According to REIV research the last time the weekend auction clearance rate was below 80 per cent was in early May, 22 weeks ago.

In that time the clearance rate has been between 81 and 86 per cent each weekend. Over the same time last year the clearance rate moved between a low 59 and 68 per cent.

A direct comparison between last weekend and the same one last year helps to show how much the market conditions have improved.

On the 11th and 12th of October last year there were 577 auctions reported, of which 356 sold resulting in a clearance rate of 62 per cent. The total dollar value of those transactions was $193 million. There were also 572 private sale results resulting in a total value of $218 million being sold. 

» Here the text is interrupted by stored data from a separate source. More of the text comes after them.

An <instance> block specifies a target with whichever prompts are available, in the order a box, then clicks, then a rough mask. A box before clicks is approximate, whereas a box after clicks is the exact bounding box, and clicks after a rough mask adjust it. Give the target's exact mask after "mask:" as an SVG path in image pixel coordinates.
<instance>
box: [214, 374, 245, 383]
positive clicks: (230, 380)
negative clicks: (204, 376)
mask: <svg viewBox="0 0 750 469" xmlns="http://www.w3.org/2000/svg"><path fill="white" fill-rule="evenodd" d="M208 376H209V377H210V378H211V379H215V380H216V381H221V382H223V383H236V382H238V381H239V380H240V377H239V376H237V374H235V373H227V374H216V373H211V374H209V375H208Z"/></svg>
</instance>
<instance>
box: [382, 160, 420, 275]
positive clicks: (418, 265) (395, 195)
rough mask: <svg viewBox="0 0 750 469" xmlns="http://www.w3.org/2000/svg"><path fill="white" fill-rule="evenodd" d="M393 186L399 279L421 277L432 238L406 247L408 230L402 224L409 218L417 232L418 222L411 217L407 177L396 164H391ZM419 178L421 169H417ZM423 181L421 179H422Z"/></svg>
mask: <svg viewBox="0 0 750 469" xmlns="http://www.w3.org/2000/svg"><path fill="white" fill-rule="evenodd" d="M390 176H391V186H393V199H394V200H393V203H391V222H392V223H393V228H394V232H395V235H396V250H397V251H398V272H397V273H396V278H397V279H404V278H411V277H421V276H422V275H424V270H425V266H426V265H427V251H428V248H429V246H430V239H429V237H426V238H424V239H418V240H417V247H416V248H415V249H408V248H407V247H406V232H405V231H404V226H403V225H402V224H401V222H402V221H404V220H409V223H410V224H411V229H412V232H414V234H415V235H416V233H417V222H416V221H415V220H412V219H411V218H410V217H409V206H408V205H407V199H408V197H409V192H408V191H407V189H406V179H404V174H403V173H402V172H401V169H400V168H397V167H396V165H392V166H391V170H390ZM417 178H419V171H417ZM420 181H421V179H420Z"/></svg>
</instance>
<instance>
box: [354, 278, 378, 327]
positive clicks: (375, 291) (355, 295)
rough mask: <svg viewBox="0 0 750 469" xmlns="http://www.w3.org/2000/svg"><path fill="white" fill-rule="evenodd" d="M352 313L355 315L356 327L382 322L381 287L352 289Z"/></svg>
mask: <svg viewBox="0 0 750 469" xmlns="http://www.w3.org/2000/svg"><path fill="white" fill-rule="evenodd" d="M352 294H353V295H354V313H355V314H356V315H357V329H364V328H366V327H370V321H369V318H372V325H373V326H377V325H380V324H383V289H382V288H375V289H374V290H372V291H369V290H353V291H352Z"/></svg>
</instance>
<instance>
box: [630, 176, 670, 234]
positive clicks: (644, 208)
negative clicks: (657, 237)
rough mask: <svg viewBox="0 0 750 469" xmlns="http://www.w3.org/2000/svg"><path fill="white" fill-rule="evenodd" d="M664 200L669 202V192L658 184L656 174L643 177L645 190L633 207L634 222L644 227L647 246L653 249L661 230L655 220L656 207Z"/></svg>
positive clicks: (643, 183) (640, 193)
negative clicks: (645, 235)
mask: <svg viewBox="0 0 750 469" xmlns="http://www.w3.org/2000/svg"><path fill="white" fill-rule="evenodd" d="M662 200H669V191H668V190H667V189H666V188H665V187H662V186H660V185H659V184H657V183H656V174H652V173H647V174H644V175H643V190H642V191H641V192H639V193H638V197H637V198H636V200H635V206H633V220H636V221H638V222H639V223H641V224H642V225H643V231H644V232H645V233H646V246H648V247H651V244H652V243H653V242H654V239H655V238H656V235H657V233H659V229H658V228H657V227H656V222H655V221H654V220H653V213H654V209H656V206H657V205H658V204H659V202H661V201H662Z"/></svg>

Last weekend there were 599 auctions reported of which 492 sold resulting in a clearance rate of 82 percent – 32 per cent better than last year. The total dollar value of those transactions was $348 million. There were also 759 private sale results resulting in a total value of $348 million being sold. This comparison shows that not only is the clearance rate higher but there are substantially more homes being sold by private sale, another consistent trend for the year.The year to date clearance rate, currently as 81.4 per cent is almost identical to the one recorded last weekend.

The ongoing strong results from the property market are a reflection of the health of the Victorian economy and they are expected to continue as long as the current situation prevails.